Pani Gleason ma też odrobinę inne podejście do swojego wioślarskiego rzemiosła, co zapewne było głównym przyczynkiem do zmiany w kształcie i brzmieniu utworów. Fani "Purple" nie dostawajcie jednak udaru, to nadal są absolutnie znakomite megaprzebojowe piosenki. Z tym, że tam gdzie na poprzednim albumie były hektolitry powietrza, którym się nasztachawszy biegło się rozrabiać, tu jest więcej wsobności, dusznej psychodelii, a na dobrą sprawę nawet... krautrocka.

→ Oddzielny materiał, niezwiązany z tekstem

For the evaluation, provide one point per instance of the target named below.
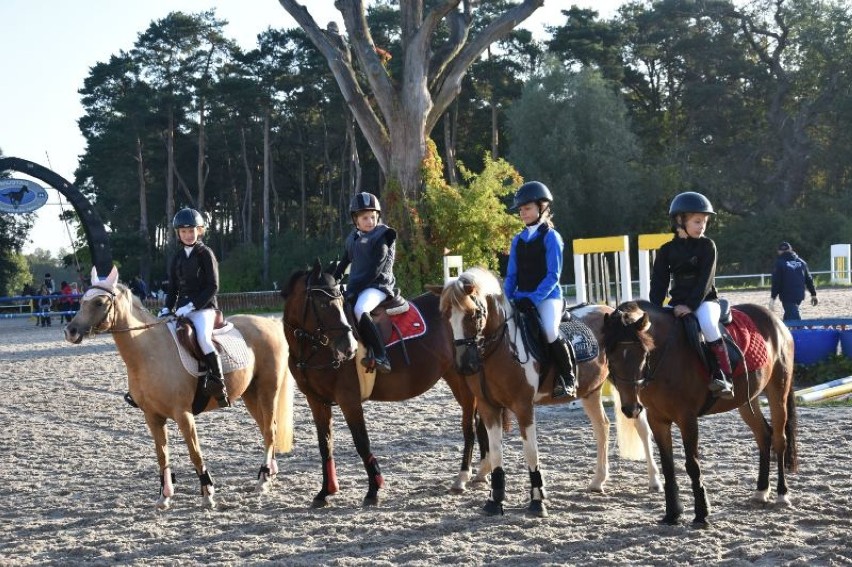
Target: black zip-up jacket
(193, 278)
(689, 264)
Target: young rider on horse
(688, 261)
(532, 276)
(370, 250)
(193, 283)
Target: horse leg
(593, 406)
(263, 413)
(527, 426)
(157, 426)
(644, 433)
(186, 424)
(689, 433)
(493, 419)
(322, 421)
(353, 412)
(467, 401)
(663, 436)
(782, 410)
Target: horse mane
(484, 283)
(622, 325)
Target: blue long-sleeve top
(548, 287)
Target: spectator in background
(66, 301)
(789, 280)
(48, 283)
(44, 303)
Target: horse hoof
(538, 509)
(493, 508)
(371, 501)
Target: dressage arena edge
(79, 481)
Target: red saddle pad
(408, 325)
(748, 338)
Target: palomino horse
(502, 374)
(163, 389)
(653, 366)
(322, 360)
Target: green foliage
(472, 220)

Płyta jest zdecydowanie trudniejsza w odbiorze, szczególnie jeśli weźmie się pod uwagę kontrowersyjną produkcję. Dlaczego kontrowersyjną? Bo zamiast przestrzeni mamy tu (szczególnie na początku płyty) takie kakofoniczne nagromadzenie wszystkiego, że człowiek zastanawia się, czy zespół wraz z producentem, Davem Fridmannem (produkował też "Purple") zrobili to celowo, żeby wziąć fanów pod włos, czy po prostu w studiu walało się zbyt wiele bezpańskich leków na receptę.
Zarzut z produkcją nie umniejsza jednak tego, że w konstruowaniu numerów (pomijam przeszkadzajki, których Baroness nawtykali tu jak słoniny w sztufadę), budowaniu klimatu i napięcia, jak i na poziomie czysto muzycznym, wykonawczym (może już nawet wirtuozerskim?) grupa znowu poprawia swój wynik życiowy. Serio? Tyle i takich zmian tempa i tonacji przy zachowaniu takich melodii? Jak? No k**** jak oni to zrobili?
Patentów w każdym numerze napakowanych jest tyle, że gdyby nie iść w takie rekordy i album zrobić po bożemu to materiału starczyłoby pewnie nie na równą godzinkę, ale i na dwie z hakiem. To jest wielka płyta. A że przynajmniej na początku ciężko mi będzie nucić to pod nosem w drodze na kolejną dziarę, to już tylko moja niedola, Baroness wyraźnie się tym smutnym faktem nie przejmują i pewnie już w kanciapie mają na korkowej tablicy rozpiskę kolejnego nagrania, roboczo zatytułowanego "Naprawiamy niezepsute, part 6".